23 Mei 2022, Ten Hag resmi menerima pinangan Manchester United yang kala itu ditinggal oleh Ralf Rangnick yang sudah tidak sanggup dengan “Skuad Sampah” yang dimiliki oleh The Red Devil meski di dalam skuad saat itu ada sang mega bintang Cristiano Ronaldo yang baru saja kembali pulang dari perjalanannya melalang buana ke Kota Madrid hingga ke Kota Turin. Suara-suara sumbang sayup-sayup terdengar justru dari fans Manchester United sendiri. apa boleh buat, mulai dari penunjukkan The Chosen One David Moyes hingga Ole Gunnar Solskjaer, semuanya hanya menambah luka dan trauma tak berkesudahan di hati para Mancunian. Mereka pesimis bukan karena Ten Hag tak memiliki taktik berlapis, mereka khawatir Ten Hag tidak mampu menangani ruang ganti Manchester United yang terkenal sulit sekali ditangani. terlebih saat itu ada CR7 (julukan Cristiano Ronaldo) yang juga terkenal punya pengaruh sangat kuat di ruang ganti dimana klub ia bermain.
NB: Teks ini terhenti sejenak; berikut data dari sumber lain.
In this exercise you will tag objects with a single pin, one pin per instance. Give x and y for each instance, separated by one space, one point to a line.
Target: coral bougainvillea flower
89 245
begitu musim 2022–2023 dimulai, beberapa pertandingan awal menunjukkan Ten Hag memberi dampak yang positif terhadap permainan United, yaitu adanya struktur dan pola yang jelas dalam penyerangan serta pressing yang terlihat intens dan rapi. Namun, seperti yang dikhawatirkan oleh para fans United, masalah ruang ganti yang tidak kondusif segera muncul dan aktor utamanya adalah tentu saja Ronaldo yang tidak terima beberapa kali tidak menjadi pilihan utama dalam skuad. bukan tanpa sebab Ten Hag melakukan hal tersebut kepada Ronaldo, ia menganggap Ronaldo tidak dapat menyesuaikan diri terhadap taktik yang ingin ia terapkan di United. salah satu nya adalah Ronaldo “malas” untuk melakukan pressing. berkat hal tersebut, intrik antara Ten Hag dan Ronaldo pun tak terhindarkan hingga puncaknya adalah ketika Ronaldo memutuskan untuk membuka lebar-lebar permasalahan ruang ganti United melalui Podcast milik Piers Morgan. podcast yang begitu menggemparkan dunia saat itu, bukan karena isinya, melainkan karena Ronaldo yang memilih untuk mengambil keputusan membeberkan ruang ganti United yang dianggap para pengamat sepak bola sebagai perbuatan yang kurang “elok” untuk dilakukan oleh seorang mega bintang seperti Ronaldo. akibat Podcast tersebut, akhirnya mau tidak mau, suka tidak suka, klub harus memilih apakah mempertahankan Ronaldo atau mempertahankan Ten Hag. Meski Ronaldo berstatus sebagai seorang Legenda di Manchester United, tapi, berkat perbuatannya yang kurang “elok” tersebut lah yang membuat klub lebih memilih untuk mempertahankan Ten Hag ketimbang dirinya.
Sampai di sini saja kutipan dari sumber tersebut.